How to control data layout of intermediate values

I think this is a useful trick that worth a tutorial.

The example shows how to transpose the layout of an intermediate buffer

import tvm

n = 10
m = 20

A = tvm.placeholder((n, m), name='A')
B = tvm.compute((n, m), lambda i, j: A[i][j], name='B')
C = tvm.compute((n, m), lambda i, j: B[i][j], name='C')

s = tvm.create_schedule([C.op])
print(tvm.lower(s, [A, C], simple_mode=True))

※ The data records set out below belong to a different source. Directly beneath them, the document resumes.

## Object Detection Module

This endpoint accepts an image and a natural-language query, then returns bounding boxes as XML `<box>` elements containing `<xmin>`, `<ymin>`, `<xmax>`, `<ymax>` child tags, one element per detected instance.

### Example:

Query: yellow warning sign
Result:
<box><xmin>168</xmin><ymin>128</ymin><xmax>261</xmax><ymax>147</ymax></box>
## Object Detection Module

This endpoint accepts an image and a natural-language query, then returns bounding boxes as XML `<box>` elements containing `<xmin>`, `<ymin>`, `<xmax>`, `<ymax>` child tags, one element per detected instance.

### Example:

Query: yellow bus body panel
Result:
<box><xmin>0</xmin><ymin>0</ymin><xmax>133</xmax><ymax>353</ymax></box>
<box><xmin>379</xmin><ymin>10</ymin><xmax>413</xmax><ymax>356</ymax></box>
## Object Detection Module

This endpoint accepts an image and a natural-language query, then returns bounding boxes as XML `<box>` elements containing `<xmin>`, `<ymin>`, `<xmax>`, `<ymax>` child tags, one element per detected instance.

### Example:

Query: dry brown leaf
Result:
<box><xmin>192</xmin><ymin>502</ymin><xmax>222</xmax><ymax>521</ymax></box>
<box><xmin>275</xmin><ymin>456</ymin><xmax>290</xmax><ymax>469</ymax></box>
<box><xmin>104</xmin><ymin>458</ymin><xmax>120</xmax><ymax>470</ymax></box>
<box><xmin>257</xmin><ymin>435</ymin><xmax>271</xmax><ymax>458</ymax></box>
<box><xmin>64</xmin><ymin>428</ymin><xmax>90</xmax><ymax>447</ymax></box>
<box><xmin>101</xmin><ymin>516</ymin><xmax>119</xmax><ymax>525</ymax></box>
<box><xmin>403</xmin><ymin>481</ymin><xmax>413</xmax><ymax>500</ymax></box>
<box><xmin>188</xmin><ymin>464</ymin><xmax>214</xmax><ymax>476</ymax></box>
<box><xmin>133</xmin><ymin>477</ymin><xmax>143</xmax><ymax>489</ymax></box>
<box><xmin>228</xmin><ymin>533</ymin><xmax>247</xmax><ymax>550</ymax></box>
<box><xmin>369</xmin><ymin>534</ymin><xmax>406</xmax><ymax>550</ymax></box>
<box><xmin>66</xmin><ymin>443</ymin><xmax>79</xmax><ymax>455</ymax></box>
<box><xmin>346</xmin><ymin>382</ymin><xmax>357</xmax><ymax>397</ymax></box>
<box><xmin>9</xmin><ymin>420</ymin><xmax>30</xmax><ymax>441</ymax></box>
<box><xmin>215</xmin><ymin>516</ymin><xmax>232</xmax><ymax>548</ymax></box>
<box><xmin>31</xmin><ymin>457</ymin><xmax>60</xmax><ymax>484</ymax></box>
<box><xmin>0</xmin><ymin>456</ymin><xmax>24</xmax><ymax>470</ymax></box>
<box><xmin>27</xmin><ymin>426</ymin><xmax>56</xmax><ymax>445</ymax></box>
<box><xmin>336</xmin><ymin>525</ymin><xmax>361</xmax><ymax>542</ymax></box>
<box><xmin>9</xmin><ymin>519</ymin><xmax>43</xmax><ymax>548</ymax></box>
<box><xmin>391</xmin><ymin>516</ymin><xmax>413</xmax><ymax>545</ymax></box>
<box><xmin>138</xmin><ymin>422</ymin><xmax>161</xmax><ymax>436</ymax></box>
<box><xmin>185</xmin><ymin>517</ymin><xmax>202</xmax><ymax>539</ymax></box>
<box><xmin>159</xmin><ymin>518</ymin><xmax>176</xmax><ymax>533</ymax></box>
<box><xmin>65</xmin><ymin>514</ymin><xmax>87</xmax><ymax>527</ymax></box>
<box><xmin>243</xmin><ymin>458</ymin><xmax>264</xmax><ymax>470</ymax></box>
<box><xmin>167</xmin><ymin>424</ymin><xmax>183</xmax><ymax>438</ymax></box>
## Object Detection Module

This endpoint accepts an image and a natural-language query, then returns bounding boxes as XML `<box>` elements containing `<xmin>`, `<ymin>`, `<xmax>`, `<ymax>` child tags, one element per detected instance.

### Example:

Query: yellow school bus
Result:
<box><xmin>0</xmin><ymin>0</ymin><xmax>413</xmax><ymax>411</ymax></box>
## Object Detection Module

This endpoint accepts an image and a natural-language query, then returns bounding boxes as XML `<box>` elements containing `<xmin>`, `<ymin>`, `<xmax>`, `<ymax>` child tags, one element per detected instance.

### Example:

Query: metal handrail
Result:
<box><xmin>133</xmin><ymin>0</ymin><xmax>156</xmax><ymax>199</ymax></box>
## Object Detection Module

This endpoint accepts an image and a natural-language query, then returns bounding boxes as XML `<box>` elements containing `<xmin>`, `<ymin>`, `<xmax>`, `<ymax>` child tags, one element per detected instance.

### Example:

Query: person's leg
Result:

print("======================================\n")


i, j = s[B].op.axis
s[B].reorder(j, i)     # transpose
BB = s.cache_write(B, 'global')
s[B].compute_inline()

print(tvm.lower(s, [A, C], simple_mode=True))

output

// attr [B] storage_scope = "global"
allocate B[float32 * 10 * 20]
produce B {
  for (i, 0, 10) {
    for (j, 0, 20) {
      B[((i*20) + j)] = A[((i*20) + j)]
    }
  }
}
produce C {
  for (i, 0, 10) {
    for (j, 0, 20) {
      C[((i*20) + j)] = B[((i*20) + j)]
    }
  }
}

======================================

// attr [B.global] storage_scope = "global"
allocate B.global[float32 * 20 * 10]
produce B.global {                     // B.global is transposed
  for (j.c, 0, 20) {
    for (i.c, 0, 10) {
      B.global[((j.c*10) + i.c)] = A[(j.c + (i.c*20))]
    }
  }
}
produce C {
  for (i, 0, 10) {
    for (j, 0, 20) {
      C[((i*20) + j)] = B.global[(i + (j*10))]
    }
  }
}